Even if less than 0.0001% of people click them, anyone with an SEO/spammer "grindset" will assure site operators that the potential benefit of someone sharing a link they otherwise wouldn't have is still at least theoretically non-zero. And, since there is absolutely no cost at all besides an acceptable number of extra milliseconds per pageload, really, it would be downright irresponsible not to have them there!

[–] SirQuack@feddit.nl 2 points 5 days ago* (last edited 5 days ago)

I've added some of those. Actually sharing can just be a link to the publish URL for Facebook. Not in any way different from a normal link to other websites.

The share button usually just uses the Share API, which is handled by your browser.

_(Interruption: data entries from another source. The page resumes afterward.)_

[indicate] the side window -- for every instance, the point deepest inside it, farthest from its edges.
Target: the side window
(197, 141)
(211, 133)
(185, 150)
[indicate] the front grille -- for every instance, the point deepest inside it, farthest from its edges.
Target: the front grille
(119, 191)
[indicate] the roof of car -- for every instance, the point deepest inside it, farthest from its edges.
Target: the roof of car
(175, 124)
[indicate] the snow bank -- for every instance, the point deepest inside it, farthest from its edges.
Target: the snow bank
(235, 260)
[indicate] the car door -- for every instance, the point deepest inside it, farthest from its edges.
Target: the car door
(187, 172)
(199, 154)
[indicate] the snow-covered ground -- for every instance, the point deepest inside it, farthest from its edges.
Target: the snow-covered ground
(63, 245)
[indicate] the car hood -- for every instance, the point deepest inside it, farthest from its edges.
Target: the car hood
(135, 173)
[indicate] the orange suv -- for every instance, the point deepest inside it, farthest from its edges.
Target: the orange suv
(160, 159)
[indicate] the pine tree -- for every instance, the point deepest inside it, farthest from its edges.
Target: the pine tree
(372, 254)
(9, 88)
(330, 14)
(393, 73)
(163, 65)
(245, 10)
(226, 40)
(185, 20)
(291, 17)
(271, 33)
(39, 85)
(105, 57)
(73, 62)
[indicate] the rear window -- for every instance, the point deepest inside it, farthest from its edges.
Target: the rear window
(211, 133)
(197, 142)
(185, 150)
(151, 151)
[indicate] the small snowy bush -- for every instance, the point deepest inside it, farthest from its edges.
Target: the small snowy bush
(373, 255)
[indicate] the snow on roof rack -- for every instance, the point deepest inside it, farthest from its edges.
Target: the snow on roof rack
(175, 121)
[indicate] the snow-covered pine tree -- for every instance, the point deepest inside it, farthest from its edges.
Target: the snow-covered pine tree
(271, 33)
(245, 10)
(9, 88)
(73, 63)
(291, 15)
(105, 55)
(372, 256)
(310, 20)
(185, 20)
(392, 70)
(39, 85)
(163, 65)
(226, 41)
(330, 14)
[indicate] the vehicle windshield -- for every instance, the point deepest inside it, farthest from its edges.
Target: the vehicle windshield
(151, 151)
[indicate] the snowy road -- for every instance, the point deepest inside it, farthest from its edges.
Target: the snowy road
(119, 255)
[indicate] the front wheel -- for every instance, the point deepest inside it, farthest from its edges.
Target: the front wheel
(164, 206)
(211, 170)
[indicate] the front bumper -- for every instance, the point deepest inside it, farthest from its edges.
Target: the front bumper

But yes, you can use the Facebook and Twitter javascript api to add additional tracking and "a more fluent experience", but it's usually easier to not do that.

[–] pr06lefs@lemmy.ml 8 points 5 days ago* (last edited 5 days ago)

Harvest those email addresses.

[–] sylver_dragon@lemmy.world 3 points 5 days ago

The cost to have them is basically zero. The benefit that they can provide for visibility and clicks is non-zero. So, with a positive ROI, why not have them?